Corneal epithelial cells obtained from advanced surface ablation (ASA) surgery provide a valuable resource for in vitro models of ocular surface diseases. The aim of this study is to enhance culture conditions and characterize the functionality of EpiASA cells in culture, focusing on their ability to keep the distinctive properties of corneal epithelial cells.

Methods

EpiASA samples from 51 patients were included in the study. Two different collection media were tested, and their effect on sample preservation and initial viability was evaluated. Then, cells were disaggregated and cultured using different strategies to increase cell viability, which was measured by AlamarBlue assay. Once the optimized conditions were established, cells were cultured and passaged, and structural and functional characterization of native tissue, primary cultures, and first-passage cultures was performed using atomic force microscopy (AFM), qPCR, and immunofluorescence stainings.

Results

The addition of trehalose to the basal collection medium increased EpiASA initial viability.

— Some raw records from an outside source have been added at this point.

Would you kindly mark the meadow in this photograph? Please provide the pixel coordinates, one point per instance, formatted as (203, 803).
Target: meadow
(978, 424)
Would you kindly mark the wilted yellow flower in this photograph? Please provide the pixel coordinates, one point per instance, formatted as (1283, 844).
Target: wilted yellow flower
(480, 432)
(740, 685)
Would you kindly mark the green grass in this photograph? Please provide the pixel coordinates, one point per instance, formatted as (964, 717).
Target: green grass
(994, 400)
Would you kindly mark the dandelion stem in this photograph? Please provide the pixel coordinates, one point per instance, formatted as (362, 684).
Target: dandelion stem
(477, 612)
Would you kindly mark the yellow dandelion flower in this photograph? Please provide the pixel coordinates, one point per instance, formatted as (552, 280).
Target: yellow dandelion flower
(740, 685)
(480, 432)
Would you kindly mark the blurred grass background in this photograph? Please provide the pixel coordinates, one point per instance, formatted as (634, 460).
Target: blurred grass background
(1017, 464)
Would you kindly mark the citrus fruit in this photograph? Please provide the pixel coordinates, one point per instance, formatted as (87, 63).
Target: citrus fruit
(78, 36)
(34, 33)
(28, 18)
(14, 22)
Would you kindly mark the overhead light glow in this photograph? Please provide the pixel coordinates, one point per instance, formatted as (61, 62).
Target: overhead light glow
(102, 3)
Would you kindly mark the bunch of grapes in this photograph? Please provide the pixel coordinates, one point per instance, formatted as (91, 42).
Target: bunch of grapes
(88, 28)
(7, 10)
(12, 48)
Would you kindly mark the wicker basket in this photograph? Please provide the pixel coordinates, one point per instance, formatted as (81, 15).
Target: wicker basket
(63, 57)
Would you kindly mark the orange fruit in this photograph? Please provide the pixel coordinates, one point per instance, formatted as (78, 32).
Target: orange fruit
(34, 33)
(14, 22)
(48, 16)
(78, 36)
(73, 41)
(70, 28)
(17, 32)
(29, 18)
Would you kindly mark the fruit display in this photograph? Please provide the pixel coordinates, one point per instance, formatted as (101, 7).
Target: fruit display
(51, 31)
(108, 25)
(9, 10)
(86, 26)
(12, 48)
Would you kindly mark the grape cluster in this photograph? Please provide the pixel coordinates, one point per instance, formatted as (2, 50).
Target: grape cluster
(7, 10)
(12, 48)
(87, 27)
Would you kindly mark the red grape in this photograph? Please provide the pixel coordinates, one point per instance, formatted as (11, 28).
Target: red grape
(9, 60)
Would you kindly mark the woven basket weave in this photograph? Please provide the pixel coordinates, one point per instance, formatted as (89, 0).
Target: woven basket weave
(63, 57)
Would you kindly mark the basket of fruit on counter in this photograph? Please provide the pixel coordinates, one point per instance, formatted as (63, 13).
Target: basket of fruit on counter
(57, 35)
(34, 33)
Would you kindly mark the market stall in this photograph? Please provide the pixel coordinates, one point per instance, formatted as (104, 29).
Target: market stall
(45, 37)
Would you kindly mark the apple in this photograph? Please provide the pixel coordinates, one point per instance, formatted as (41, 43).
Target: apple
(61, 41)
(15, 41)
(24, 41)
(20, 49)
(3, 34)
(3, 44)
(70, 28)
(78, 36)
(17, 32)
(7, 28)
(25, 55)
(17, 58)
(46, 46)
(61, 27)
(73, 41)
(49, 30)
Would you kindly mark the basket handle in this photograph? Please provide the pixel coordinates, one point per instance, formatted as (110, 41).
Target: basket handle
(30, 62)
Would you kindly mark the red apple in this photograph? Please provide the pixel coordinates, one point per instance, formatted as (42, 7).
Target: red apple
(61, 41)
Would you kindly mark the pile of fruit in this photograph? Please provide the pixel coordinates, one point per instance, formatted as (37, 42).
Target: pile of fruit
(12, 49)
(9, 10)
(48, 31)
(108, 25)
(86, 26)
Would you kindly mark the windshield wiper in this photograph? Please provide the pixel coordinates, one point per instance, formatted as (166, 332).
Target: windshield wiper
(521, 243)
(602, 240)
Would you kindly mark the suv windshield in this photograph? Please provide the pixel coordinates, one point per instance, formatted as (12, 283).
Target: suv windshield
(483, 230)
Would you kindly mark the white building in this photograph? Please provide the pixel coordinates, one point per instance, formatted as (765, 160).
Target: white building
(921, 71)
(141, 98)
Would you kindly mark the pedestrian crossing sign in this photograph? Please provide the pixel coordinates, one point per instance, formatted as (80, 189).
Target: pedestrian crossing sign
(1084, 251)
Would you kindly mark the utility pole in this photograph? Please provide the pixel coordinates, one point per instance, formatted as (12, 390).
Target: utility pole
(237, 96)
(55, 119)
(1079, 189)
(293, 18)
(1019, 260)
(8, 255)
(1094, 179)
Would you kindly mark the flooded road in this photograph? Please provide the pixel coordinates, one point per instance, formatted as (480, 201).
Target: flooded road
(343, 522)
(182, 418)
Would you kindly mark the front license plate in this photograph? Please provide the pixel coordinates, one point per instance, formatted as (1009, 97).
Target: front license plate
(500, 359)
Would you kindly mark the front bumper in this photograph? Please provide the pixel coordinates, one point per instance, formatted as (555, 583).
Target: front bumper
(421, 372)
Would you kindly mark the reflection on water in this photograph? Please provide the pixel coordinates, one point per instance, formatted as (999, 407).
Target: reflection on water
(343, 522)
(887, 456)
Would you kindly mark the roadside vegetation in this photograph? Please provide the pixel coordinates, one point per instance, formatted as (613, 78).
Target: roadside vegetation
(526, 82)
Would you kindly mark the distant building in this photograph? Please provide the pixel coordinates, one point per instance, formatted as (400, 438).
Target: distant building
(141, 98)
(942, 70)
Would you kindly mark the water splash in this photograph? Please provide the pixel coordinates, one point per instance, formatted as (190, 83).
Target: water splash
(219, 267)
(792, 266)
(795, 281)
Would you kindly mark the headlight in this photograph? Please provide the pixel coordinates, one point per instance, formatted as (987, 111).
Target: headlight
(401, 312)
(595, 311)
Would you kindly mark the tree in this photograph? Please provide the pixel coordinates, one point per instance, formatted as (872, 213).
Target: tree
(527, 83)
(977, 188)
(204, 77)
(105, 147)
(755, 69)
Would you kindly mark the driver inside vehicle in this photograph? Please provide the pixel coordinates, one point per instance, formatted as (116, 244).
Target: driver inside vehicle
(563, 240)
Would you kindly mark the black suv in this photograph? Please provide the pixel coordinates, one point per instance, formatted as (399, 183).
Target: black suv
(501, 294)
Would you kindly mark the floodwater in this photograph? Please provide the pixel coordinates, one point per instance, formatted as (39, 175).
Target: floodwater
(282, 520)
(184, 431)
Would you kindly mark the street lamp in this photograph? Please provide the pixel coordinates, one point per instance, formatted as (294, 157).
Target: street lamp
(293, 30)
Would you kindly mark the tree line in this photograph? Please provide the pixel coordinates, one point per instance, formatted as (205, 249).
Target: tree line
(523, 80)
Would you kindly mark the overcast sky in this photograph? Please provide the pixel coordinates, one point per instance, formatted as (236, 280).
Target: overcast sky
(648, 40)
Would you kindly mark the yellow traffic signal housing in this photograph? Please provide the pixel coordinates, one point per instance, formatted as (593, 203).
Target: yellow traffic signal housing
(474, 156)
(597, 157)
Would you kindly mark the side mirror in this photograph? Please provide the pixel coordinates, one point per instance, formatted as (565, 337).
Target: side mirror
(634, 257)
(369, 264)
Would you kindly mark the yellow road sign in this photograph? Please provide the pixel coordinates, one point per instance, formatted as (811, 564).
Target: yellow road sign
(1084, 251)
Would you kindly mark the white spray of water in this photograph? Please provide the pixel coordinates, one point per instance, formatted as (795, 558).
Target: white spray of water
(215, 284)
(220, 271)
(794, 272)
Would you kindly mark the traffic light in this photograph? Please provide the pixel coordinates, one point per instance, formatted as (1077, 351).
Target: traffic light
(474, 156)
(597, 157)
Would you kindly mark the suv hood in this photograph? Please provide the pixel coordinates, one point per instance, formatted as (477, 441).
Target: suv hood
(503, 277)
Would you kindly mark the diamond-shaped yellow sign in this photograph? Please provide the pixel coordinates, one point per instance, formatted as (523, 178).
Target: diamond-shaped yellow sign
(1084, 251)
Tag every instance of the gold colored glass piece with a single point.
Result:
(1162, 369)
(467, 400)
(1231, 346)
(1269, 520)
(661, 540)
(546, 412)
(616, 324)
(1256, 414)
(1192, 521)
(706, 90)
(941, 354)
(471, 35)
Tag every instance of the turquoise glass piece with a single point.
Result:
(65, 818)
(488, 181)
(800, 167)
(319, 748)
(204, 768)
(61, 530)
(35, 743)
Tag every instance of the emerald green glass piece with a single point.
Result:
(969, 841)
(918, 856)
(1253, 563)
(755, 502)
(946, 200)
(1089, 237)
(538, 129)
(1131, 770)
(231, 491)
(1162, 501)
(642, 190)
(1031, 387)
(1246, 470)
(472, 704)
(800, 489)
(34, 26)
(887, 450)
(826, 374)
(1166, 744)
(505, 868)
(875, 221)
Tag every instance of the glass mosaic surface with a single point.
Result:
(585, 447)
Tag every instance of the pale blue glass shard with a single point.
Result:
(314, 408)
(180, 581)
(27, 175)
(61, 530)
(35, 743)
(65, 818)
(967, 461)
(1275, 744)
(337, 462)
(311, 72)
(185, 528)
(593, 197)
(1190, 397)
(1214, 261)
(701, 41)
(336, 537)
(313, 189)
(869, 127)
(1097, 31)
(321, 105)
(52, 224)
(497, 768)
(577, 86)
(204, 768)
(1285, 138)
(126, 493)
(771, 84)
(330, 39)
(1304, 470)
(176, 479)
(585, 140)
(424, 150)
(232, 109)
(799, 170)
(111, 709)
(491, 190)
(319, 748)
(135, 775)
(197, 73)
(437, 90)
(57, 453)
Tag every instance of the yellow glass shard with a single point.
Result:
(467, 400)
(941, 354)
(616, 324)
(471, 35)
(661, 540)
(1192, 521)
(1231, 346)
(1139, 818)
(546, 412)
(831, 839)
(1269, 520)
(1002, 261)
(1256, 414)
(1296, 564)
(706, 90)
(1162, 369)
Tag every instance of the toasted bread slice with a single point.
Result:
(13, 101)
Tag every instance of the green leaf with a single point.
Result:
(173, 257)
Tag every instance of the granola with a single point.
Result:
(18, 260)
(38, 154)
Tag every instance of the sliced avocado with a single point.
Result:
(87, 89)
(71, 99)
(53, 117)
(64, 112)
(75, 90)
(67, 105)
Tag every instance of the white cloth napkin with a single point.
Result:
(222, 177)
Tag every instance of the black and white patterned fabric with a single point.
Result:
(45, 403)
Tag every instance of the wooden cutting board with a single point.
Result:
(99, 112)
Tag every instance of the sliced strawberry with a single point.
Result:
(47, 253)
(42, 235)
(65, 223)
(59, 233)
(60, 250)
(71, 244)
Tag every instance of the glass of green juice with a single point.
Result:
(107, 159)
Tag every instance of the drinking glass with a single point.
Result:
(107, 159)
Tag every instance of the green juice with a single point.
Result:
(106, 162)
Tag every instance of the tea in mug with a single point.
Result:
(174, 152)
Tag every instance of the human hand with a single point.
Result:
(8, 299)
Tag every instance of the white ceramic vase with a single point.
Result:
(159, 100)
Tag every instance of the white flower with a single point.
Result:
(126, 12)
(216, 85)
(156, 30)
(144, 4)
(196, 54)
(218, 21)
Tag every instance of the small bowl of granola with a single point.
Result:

Culture surface coating with type I collagen, along with the supplementation of culture medium with hydrocortisone, significantly increased cell viability. On the contrary, co-cultures with different ocular cell lines, or the use of human serum, did not provide a sustained benefit. Further low-concentration trehalose supplementation of EpiASA cultures enhanced monolayer formation and allowed subculturing. AFM and immunofluorescence confirmed that passage 1 EpiASA cells retained corneal epithelial characteristics, including well-organized microvilli and uniform expression of barrier and epithelial markers.

Conclusion

This research provides an optimized protocol (EpiKeraMAX) for using EpiASA samples for in vitro studies of human corneal cells.